A jury selected the artists from diverse backgrounds based on
the excellence, sustained nature, and relevance of their work. The
recipients are being announced this year and will benefit from
outstanding visibility at a group exhibition to be held from
February 13 to April 21, 2025
at the MNBAQ in addition to receiving an individual cash award of
$10 000. "As one of the flagship
projects of the RBC Emerging Artists program, the MNBAQ
Contemporary Art Award enables us to pursue this rewarding
adventure with the MNBAQ. The RBC Foundation is pleased to
contribute to perpetuating this unique award in Québec and to know
that we are making a striking difference in the careers of Québec
artists," noted Nicolas
Audet-Renoux, Regional Vice-President, Quebec, Beauce, Quebec Central and Mauricie,
at RBC Royal Bank. "The MNBAQ and the Fondation du MNBAQ are
facilitating opportunities for artists to draw closer to the
public, thereby allowing them to make themselves known and achieve
recognition. We are convinced that the forthcoming edition will be
a resounding success and congratulate the new prize-winners."
A dynamic selection
The jury sought to represent broad artistic experience through
intentionally eclectic choices.

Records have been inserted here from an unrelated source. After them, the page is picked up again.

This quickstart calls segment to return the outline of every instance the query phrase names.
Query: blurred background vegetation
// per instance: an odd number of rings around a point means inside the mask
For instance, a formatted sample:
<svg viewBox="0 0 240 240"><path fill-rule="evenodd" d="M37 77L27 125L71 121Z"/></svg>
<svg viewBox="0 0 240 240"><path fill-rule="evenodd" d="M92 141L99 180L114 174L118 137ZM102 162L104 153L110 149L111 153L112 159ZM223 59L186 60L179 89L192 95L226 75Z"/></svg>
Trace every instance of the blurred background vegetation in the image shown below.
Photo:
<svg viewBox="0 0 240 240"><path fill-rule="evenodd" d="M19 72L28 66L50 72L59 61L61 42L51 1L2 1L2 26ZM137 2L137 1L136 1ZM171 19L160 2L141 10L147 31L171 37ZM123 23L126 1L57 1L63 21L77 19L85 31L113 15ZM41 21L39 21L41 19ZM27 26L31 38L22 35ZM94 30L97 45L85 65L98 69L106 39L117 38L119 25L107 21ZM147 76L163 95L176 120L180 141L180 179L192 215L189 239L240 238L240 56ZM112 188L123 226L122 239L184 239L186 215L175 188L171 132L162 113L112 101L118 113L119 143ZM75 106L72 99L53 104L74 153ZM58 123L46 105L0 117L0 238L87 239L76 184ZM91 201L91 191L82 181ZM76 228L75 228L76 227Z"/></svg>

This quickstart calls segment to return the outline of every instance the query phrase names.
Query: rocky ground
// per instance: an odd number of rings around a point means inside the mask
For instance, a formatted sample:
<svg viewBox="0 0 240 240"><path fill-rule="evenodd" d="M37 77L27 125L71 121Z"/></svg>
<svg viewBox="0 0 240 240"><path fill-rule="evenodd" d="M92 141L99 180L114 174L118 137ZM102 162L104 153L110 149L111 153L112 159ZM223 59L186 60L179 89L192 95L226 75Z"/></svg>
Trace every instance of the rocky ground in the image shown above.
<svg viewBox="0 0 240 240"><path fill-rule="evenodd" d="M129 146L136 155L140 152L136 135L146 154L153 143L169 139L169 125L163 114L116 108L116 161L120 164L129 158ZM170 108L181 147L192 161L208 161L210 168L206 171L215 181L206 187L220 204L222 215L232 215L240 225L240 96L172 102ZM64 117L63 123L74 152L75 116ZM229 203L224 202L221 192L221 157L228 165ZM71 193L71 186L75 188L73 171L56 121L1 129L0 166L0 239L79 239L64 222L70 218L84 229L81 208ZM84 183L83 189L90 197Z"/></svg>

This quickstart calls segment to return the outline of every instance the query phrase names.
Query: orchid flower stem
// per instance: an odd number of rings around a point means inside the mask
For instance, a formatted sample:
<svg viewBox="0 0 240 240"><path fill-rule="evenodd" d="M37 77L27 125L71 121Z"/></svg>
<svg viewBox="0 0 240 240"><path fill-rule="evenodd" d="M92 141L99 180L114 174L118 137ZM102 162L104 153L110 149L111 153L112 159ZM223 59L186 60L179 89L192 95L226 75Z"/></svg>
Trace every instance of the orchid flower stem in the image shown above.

The diversity of the approaches
adopted by these artists is equalled only by their respective
careers and practices, including prints, video games, photography,
performance, body art, and music.
A jury comprising reputable Québec contemporary art specialists
chose the five winners: Anne D'Amours McDonald, President and CEO
of the Foire en art actuel de Québec, Mike
Patten, an artist and Director of BACA, Caroline Loncol Daigneault, an independent
curator, Cheryl Sim, Director
General and Commissioner, PHI Foundation for Contemporary Art, and
Michèle Thériault, an independent curator. Bernard Lamarche, Curator of Contemporary Art
(2000 to the present) at the MNBAQ, chaired the jury.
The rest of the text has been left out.